Quando i sindacati svolgevano il loro ruolo
L’industria del carbone ha in mano anche gli alloggi dove risiedono i lavoratori, offrono i dottori agli ammalati, l’educazione (primaria, si intenda) ai figli dei minatori, insomma controllano tutto. Unirsi ad un sindacato significa essere cacciato da questo sistema, che è al tempo stesso una gabbia e l’unica certezza della vita dei minatori, o, nella peggiore delle ipotesi, subire violenza da parte degli investigatori privati della Baldwin-Felts. L’assassinio da parte di questi ultimi del sindaco di Matewan e, successivamente, dello sceriffo pro-sindacato Sid Hatfield, colpevoli di non aver respinto con adeguata forza un timido tentativo della United Mine Workers di organizzarsi nel territorio, scatenò la rivolta dei minatori, che si armarono con l’obiettivo di rompere la legge marziale in vigore nella contea di Mingo, oltre che organizzare il sindacato nella zona.

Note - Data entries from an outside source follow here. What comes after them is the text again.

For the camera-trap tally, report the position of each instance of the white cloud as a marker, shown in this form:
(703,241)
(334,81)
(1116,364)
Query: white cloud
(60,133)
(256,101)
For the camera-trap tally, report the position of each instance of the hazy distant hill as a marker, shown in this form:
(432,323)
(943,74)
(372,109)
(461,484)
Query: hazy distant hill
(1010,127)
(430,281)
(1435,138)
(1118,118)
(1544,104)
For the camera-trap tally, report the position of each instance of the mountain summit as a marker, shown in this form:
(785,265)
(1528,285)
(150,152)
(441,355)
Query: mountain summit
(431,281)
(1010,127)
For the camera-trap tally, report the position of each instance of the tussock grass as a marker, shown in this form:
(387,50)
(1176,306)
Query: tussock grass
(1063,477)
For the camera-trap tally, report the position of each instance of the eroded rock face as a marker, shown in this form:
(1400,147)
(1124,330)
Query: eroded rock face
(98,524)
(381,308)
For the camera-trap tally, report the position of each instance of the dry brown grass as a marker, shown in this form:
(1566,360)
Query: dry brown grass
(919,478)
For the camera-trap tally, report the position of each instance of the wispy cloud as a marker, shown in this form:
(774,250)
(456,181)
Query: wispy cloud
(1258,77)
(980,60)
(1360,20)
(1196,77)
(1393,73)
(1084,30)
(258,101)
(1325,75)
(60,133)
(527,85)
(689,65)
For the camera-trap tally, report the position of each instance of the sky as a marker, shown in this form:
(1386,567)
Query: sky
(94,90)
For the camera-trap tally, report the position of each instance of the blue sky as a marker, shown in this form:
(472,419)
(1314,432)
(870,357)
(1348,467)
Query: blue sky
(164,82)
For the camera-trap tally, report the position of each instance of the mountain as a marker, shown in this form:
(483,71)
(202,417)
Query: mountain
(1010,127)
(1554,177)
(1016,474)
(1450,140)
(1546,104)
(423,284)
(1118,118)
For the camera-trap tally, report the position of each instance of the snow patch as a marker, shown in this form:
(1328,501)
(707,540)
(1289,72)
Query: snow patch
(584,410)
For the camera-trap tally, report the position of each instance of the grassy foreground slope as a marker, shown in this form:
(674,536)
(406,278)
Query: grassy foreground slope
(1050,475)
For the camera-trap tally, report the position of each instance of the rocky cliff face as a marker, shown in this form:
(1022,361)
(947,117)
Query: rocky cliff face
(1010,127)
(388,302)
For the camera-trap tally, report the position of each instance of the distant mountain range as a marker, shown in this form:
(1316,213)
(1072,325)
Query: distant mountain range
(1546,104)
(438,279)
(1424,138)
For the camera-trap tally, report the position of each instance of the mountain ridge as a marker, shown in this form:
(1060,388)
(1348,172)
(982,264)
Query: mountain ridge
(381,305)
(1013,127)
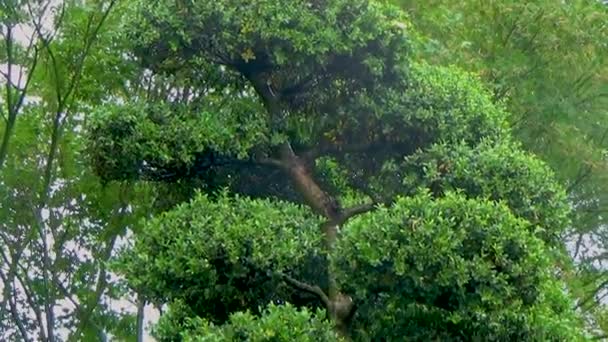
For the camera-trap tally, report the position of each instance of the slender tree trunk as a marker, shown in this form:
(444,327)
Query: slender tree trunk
(141,304)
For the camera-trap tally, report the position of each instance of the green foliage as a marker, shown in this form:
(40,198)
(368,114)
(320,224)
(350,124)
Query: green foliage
(498,172)
(452,269)
(274,100)
(547,62)
(134,141)
(276,323)
(222,255)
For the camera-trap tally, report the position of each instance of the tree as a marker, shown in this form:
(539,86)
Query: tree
(59,225)
(547,61)
(326,168)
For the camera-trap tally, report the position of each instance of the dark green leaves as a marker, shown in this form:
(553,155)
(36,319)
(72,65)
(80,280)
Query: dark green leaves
(222,255)
(451,269)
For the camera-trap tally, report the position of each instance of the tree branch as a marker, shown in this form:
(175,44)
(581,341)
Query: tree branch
(307,288)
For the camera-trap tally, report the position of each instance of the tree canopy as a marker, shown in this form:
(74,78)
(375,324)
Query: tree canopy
(337,171)
(319,170)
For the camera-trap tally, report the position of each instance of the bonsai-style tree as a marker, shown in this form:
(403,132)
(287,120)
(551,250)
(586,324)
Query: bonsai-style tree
(332,174)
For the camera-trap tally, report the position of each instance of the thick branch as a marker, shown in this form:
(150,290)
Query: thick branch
(307,288)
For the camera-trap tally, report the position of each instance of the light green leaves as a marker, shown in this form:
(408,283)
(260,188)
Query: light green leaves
(222,255)
(281,323)
(448,268)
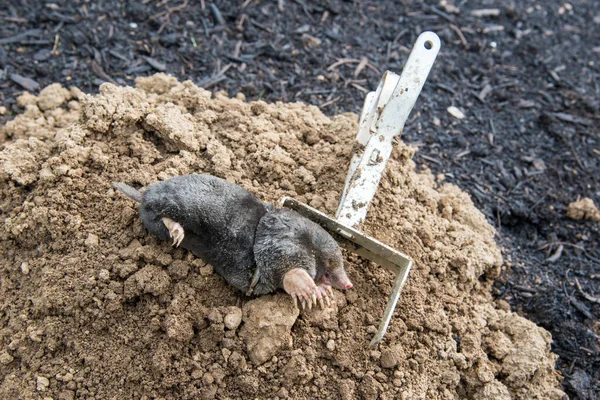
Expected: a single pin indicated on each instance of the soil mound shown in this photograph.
(91, 306)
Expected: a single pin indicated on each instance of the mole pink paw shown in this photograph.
(175, 231)
(299, 284)
(326, 293)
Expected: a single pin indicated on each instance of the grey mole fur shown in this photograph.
(229, 228)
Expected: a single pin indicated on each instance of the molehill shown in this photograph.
(94, 307)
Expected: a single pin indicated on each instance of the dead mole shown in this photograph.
(256, 247)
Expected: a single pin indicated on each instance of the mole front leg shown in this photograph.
(298, 284)
(175, 231)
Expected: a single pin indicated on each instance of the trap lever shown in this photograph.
(383, 116)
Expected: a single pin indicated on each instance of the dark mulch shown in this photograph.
(528, 80)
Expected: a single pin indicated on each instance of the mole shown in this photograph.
(256, 247)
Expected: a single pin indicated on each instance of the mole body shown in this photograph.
(242, 237)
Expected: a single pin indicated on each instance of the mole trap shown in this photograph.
(383, 116)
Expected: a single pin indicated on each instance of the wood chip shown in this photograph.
(25, 83)
(554, 257)
(455, 112)
(361, 65)
(157, 65)
(584, 294)
(486, 12)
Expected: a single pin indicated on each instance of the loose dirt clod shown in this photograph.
(128, 316)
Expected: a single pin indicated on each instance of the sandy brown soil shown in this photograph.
(93, 307)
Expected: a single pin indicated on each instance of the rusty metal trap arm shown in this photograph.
(382, 119)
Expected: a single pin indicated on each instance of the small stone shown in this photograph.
(197, 373)
(331, 345)
(25, 268)
(178, 269)
(455, 112)
(91, 241)
(104, 275)
(390, 357)
(208, 379)
(42, 383)
(5, 358)
(215, 316)
(226, 353)
(233, 319)
(206, 270)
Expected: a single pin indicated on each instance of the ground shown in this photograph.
(526, 78)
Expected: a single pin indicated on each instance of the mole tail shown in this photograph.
(128, 191)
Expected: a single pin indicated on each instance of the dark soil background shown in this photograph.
(526, 76)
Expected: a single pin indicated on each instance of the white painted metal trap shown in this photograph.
(383, 116)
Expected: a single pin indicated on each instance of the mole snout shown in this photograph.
(256, 247)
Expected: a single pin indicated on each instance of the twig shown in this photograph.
(584, 294)
(330, 102)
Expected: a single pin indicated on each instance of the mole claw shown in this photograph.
(330, 291)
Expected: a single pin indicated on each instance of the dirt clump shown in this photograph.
(583, 209)
(103, 310)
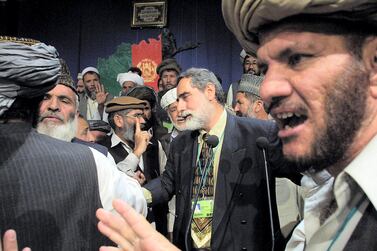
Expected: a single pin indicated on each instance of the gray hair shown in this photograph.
(201, 77)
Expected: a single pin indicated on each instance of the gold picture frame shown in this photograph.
(149, 14)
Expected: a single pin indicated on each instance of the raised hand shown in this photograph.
(130, 230)
(101, 94)
(142, 139)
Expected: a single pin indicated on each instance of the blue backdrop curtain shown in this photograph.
(84, 31)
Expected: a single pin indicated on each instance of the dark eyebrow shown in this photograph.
(284, 54)
(281, 57)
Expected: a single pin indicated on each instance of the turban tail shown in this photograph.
(26, 71)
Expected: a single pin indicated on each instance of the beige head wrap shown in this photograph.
(245, 17)
(26, 70)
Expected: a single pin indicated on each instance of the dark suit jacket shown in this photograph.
(241, 213)
(48, 191)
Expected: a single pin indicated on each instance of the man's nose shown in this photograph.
(53, 104)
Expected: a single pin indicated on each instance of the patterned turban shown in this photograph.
(245, 17)
(26, 70)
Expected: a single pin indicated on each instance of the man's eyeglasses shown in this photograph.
(135, 116)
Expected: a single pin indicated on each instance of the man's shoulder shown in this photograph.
(60, 146)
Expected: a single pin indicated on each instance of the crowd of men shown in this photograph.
(189, 167)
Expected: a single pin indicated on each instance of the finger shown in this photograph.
(137, 126)
(115, 236)
(116, 227)
(10, 240)
(136, 221)
(109, 248)
(97, 87)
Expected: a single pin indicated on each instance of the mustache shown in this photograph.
(184, 114)
(50, 114)
(276, 101)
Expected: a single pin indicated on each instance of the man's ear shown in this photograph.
(258, 106)
(118, 120)
(370, 61)
(210, 91)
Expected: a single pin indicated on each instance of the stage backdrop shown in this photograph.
(87, 33)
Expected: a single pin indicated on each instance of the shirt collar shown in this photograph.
(363, 171)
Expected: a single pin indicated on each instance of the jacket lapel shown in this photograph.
(188, 162)
(228, 176)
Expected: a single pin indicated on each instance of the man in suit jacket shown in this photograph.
(135, 151)
(49, 188)
(93, 99)
(240, 215)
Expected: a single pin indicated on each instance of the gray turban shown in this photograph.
(245, 17)
(26, 71)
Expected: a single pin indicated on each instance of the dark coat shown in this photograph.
(48, 191)
(241, 214)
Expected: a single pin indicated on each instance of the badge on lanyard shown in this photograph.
(203, 209)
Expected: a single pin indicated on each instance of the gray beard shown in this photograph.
(65, 132)
(199, 118)
(345, 111)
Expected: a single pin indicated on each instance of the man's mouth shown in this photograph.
(183, 117)
(289, 120)
(53, 118)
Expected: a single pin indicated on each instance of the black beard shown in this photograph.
(90, 94)
(346, 106)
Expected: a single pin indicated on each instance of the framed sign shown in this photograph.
(149, 13)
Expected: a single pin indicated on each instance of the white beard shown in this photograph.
(65, 132)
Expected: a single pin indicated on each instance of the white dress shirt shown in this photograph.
(353, 190)
(113, 184)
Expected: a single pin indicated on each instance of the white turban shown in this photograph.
(130, 76)
(89, 69)
(169, 98)
(245, 17)
(26, 71)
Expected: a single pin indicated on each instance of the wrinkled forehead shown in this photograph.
(314, 24)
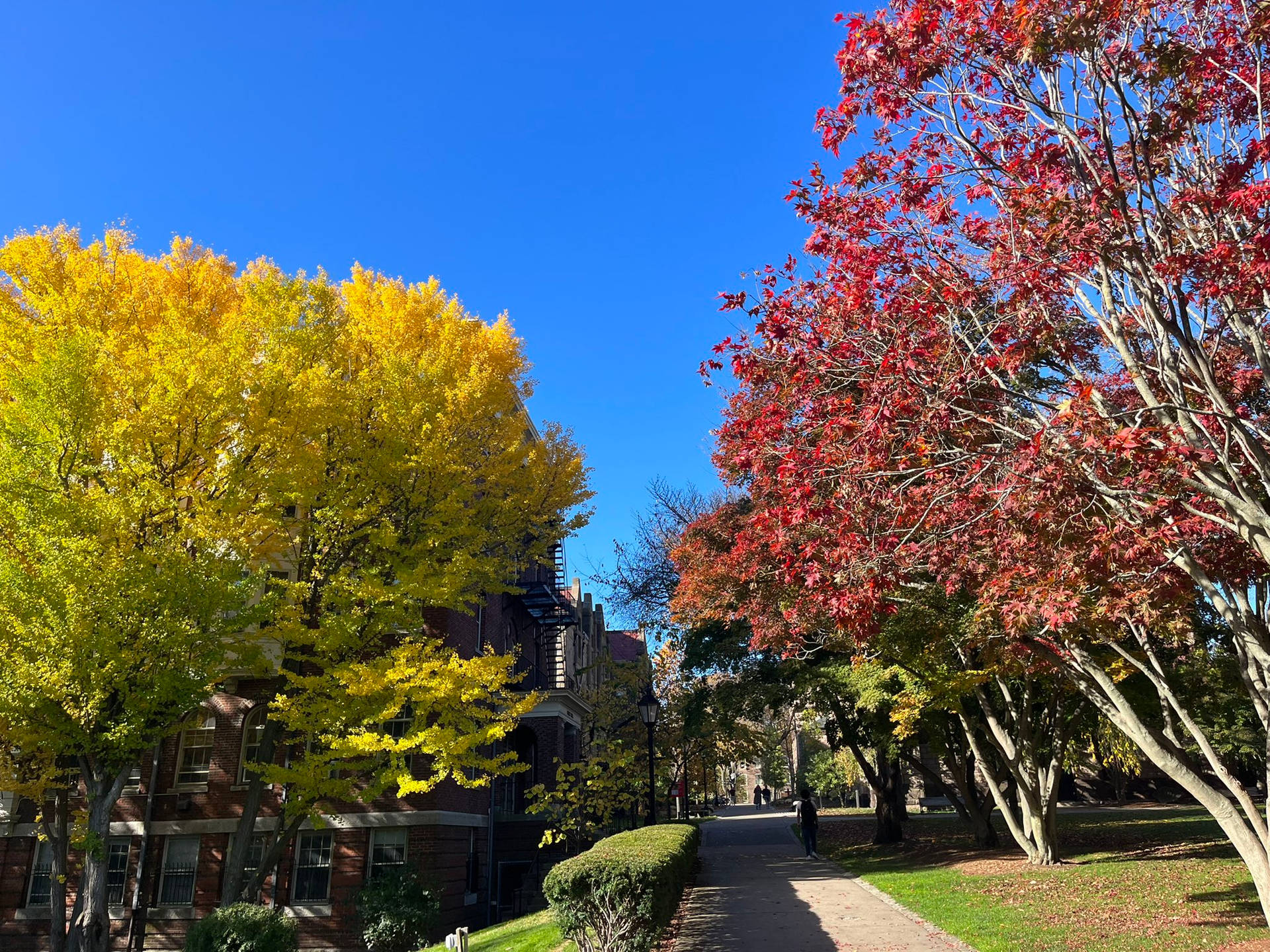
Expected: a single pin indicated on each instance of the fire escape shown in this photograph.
(553, 614)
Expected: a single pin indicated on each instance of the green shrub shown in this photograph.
(620, 895)
(397, 912)
(243, 928)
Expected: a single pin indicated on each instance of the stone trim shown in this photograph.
(338, 822)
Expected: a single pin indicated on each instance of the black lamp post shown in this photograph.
(650, 707)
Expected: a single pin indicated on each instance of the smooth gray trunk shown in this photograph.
(91, 927)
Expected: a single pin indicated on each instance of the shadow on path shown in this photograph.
(757, 891)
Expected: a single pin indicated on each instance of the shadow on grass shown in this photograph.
(1238, 900)
(1121, 837)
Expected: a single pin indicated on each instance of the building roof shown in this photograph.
(628, 645)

Nel mese di agosto del 1921 un vero e proprio esercito di 10000 uomini era stato organizzato. Vestivano fazzoletti rossi al collo, diventando quelli che saranno poi i “redneck”, termine che ormai è parte della cultura popolare americana.
Il caso dei minatori nel primo dopoguerra
A inizio settembre la guerriglia è ormai iniziata, e i minatori riescono a sfondare le linee di mitragliatrici finanziate dagli operatori del carbone. Venne richiesto allora l’intervento del governo federale, per chiudere quella che, ad oggi, è la seconda insurrezione armata più grande della storia del Paese dopo la Guerra Civile, in cui in poco più di una settimana vennero sparati oltre un milione di proiettili. La battaglia fu, alla fine dei conti, una sconfitta per i sindacati, che dovettero aspettare gli anni ‘30 ed il New Deal per potersi radicare veramente nella West Virginia, ma questa storia ha degli aspetti attualissimi: il sindacato era qualcosa che i lavoratori desideravano ardentemente, per la quale erano disposti addirittura ad imbracciare il fucile e a rischiare la vita. Al giorno d’oggi, non esiste più questa stessa volontà, perché il sindacato è visto lontano dai lavoratori, più impegnato a parlare di politica estera che delle condizioni e delle problematiche del lavoro.
Che la storia dei minatori del West Virginia possa essere d’insegnamento al sindacato di oggi, affinché possa tornare ad essere attrattivo per quei lavoratori che sempre di più non riescono a riconoscersi in un soggetto che, ad oggi, sembra concentrato più sul Governo Meloni che sull’Ilva.